Reputation: 1254
I am normalizing my input training data using data_norm = tf.nn.l2_normalize(data, 0)
.
The data is of shape [None, 4]
. Each column is a feature. It might look like this:
data = [[-3., 0.2, 1.6, 0.5],
[3.6, 1.5, -1.9, 0.71],
...]
I understand that given normalization in the training set, the test set should be normalized, too, but using the std
and mean
from the training set. (I assume this applies also during the actual usage of the NN, i.e. input should be normalized using the training set mean
, std
before feeding into the NN).
Is there a way to extract/save the mean
, std
used for normalization from this function, so I can normalize my test set using the same mean, std used for normalizing the training data?

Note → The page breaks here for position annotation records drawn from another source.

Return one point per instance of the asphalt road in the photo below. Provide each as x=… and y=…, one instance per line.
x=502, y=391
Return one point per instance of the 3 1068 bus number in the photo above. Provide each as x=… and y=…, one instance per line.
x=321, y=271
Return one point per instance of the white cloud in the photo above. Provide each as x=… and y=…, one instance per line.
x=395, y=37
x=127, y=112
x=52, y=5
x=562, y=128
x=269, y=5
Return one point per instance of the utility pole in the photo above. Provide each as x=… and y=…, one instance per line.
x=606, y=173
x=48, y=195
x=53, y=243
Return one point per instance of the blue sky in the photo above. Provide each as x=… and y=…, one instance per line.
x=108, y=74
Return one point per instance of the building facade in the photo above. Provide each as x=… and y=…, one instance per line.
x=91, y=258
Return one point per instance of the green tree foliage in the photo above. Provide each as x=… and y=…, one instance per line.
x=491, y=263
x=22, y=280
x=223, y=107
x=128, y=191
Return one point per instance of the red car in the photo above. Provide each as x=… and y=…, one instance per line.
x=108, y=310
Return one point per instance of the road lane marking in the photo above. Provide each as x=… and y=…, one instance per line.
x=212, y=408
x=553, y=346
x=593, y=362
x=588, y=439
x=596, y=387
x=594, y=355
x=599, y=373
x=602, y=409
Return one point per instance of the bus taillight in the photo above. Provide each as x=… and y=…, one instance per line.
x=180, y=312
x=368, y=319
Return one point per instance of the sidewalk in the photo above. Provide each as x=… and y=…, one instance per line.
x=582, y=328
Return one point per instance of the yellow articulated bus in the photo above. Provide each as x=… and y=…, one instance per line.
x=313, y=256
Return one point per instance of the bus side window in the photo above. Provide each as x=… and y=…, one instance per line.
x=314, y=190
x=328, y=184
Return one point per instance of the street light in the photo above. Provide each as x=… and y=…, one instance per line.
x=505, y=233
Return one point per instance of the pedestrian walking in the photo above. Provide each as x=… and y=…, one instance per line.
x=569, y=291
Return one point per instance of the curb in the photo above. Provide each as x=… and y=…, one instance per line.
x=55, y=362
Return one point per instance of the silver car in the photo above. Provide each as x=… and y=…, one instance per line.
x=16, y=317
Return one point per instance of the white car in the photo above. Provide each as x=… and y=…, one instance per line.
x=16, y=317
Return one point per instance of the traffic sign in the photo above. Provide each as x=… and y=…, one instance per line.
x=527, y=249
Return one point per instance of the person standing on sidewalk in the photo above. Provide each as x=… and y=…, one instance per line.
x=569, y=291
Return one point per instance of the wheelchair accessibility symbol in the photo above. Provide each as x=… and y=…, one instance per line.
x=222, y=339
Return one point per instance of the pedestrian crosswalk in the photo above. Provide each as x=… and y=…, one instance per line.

I know how to save the weights etc with saver.save(sess, "checkpoints/" + save_id)
. Is there a way to save/load std, mean like this?
Upvotes: 2
Views: 1185
Reputation: 999
I am not an expert in tensorflow but I am happy to share what worked for me. I made two additional variables before starting the session for training:
train_mean = tf.Variable(np.mean(X_train), name='train_mean', dtype=tf.float64)
train_std = tf.Variable(np.std(X_train), name='train_std', dtype=tf.float64)
# initialize other variables here
with tf.session() as sess:
sess.run(init)
# normalize data
train_mean_py = sess.run(train_mean)
train_std_py = sess.run(train_std)
X_train = (X_train - train_mean_py) / train_std_py
X_test = (X_test - train_mean_py) / train_std_py
# do training
# save model
When I recover the model later in a different script I do the following
# define the variables that have to be later recovered
train_mean = tf.Variable(0., name='train_mean', dtype=tf.float64)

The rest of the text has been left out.